While the $33 billion U.S. outsourcing market is expected to grow at about a 4% clip through 2009, the size of outsourcing deals is shrinking, according to IDC and others. Instead of entering into huge, throw-everything-over-the-wall outsourcing contracts, such as the one Sears inked with CSC, corporations are signing on for smaller, more business-specific arrangements.

Take the city of Chicago. It has drawn a clear line between what it will outsource to its service provider Unisys and what the city keeps in-house.

"When we started, we went into it with the mind-set that the city would keep functions of architecture and design and project management of major projects in-house," says Christopher O'Brien, the city's CIO. "In terms of where the boundaries of outsourcing begin and end, that has remained fairly constant. It's not likely that we would do what some organizations have done, which is turn over their whole IT shop to an outsourcer."

It's true that traditional, large outsourcing deals, what some call "kitchen sink" outsourcing, are being reevaluated, says Bruce Guptill, managing director at consulting firm Saugatuck Technology.

"The old-school value perception was pretty much, 'Let's outsource IT because it's not our business.' The new-school value perception is more, 'Let's keep, or increase, the internal IT that provides us with unique business advantage, and outsource what's not part of our core business processes,'" he says.

In some cases, the reevaluation is resulting in corporations retreating on their outsourcing plans. A study earlier this year by Deloitte Consulting of 25 large organizations with a combined $50 billion in outsourcing contracts found that one in four companies had brought outsourced functions back in-house.

Not that some huge outsourcing deals aren't thriving. For example, a 10-year, $3 billion managed services contract between HP and The Procter & Gamble Co., signed in 2003, is still going strong.

"We share the same goal: transformation; not cost cutting," says Joe Hogan, vice president of HP managed services.

Companies use outsourcers but on a more-selective basis, analysts say. The vendors involved are expanding. In addition to companies such as IBM, HP, Electronic Data Systems and CSC, smaller vendors, such as Perot Systems, ACS and Hewitt Associates, are getting involved, analysts say.

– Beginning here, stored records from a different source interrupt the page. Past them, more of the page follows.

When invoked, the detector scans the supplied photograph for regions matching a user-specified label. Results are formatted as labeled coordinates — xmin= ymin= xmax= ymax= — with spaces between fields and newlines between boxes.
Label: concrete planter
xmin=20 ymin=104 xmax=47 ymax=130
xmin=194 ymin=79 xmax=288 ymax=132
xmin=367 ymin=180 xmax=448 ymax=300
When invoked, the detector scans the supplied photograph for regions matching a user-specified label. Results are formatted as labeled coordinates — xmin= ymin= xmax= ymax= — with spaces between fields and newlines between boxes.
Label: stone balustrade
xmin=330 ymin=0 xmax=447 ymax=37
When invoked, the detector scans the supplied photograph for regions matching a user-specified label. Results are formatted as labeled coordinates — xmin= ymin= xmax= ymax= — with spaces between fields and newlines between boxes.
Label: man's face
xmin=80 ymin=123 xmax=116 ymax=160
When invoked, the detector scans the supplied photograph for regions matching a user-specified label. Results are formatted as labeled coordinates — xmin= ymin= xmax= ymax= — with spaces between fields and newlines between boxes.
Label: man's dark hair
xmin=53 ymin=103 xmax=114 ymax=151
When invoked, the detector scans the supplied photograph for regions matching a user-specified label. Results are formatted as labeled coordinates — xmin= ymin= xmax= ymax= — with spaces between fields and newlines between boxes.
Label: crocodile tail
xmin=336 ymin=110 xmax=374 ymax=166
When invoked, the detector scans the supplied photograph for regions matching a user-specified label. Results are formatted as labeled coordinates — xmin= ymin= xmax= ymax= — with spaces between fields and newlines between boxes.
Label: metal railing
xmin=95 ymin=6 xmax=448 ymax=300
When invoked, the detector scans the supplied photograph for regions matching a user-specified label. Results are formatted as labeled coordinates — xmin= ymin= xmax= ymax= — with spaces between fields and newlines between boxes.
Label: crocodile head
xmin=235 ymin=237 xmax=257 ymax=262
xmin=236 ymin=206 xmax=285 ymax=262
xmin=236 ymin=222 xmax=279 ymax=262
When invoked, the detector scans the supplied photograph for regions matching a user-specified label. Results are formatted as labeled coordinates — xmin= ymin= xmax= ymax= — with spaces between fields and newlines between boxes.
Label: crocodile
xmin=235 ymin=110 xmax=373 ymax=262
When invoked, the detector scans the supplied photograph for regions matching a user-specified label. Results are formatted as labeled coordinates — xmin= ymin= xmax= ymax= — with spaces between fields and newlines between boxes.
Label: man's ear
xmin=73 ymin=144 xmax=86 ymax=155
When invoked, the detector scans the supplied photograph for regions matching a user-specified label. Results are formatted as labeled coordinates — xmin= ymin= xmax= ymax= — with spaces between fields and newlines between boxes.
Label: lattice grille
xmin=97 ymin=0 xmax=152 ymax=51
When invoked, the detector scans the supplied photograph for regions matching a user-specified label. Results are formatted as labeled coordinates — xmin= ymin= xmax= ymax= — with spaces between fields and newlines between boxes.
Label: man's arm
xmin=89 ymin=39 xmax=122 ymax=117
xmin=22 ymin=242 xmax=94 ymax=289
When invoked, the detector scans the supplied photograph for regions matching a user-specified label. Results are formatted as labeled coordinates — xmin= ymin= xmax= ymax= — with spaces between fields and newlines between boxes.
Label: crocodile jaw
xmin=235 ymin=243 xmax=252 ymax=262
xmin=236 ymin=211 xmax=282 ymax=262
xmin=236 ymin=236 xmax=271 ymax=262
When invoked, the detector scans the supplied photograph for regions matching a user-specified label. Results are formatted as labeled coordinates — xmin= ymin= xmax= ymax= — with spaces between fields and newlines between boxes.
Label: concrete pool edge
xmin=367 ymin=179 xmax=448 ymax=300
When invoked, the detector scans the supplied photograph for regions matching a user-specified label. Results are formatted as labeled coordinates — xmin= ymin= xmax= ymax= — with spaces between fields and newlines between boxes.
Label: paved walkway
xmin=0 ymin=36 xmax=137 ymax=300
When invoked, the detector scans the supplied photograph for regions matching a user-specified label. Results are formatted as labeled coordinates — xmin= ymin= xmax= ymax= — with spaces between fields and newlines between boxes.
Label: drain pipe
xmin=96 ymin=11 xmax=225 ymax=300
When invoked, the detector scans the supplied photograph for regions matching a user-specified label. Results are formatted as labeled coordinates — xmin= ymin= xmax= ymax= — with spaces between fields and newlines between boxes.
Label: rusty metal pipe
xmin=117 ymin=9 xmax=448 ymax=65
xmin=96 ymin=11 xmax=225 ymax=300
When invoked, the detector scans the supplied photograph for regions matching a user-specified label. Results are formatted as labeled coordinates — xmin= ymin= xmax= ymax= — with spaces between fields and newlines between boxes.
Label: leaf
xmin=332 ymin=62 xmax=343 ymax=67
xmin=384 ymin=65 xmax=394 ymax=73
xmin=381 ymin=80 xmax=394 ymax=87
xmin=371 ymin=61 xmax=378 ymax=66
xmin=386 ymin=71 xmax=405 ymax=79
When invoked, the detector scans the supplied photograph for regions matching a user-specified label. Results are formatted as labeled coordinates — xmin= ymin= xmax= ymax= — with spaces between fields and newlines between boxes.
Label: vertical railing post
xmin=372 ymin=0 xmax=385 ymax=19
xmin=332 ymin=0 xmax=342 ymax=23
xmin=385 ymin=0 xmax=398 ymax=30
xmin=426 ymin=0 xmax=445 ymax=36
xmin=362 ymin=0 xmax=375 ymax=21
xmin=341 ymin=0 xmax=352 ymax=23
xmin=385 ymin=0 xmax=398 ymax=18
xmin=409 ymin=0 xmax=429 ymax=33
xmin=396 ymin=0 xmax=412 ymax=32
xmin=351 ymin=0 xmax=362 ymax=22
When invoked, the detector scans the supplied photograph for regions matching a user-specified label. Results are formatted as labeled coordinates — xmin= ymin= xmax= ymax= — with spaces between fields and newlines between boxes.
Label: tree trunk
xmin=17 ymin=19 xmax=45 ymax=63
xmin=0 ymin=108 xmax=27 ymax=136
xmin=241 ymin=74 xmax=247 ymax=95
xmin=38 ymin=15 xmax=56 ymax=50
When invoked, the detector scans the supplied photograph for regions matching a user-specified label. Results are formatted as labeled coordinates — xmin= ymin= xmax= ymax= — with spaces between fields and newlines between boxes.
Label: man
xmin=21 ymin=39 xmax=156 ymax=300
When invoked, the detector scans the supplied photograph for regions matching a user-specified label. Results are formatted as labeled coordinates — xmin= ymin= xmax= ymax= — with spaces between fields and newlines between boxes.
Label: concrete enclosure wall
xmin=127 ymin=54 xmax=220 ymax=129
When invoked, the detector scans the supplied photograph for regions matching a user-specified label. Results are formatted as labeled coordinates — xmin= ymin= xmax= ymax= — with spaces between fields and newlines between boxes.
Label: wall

There's a trend toward using multiple service providers - such as one for the network, one for operating servers in data center environments, and one for handling the help desk, says Lorrie Scardino, research vice president at Gartner.

"There are always going to be a handful of mega-deals that capture a lot of press because they're huge and involve big outsourcing companies and big clients. But we also see more selective outsourcing," Scardino says.

The failure of certain multibillion-dollar mega-deals has captured a lot of press lately, including the one between Sears and CSC. Then there was JPMorgan Chase last fall backing off a $5 billion, seven-year outsourcing agreement with IBM, but stressing that the two companies remain technology partners.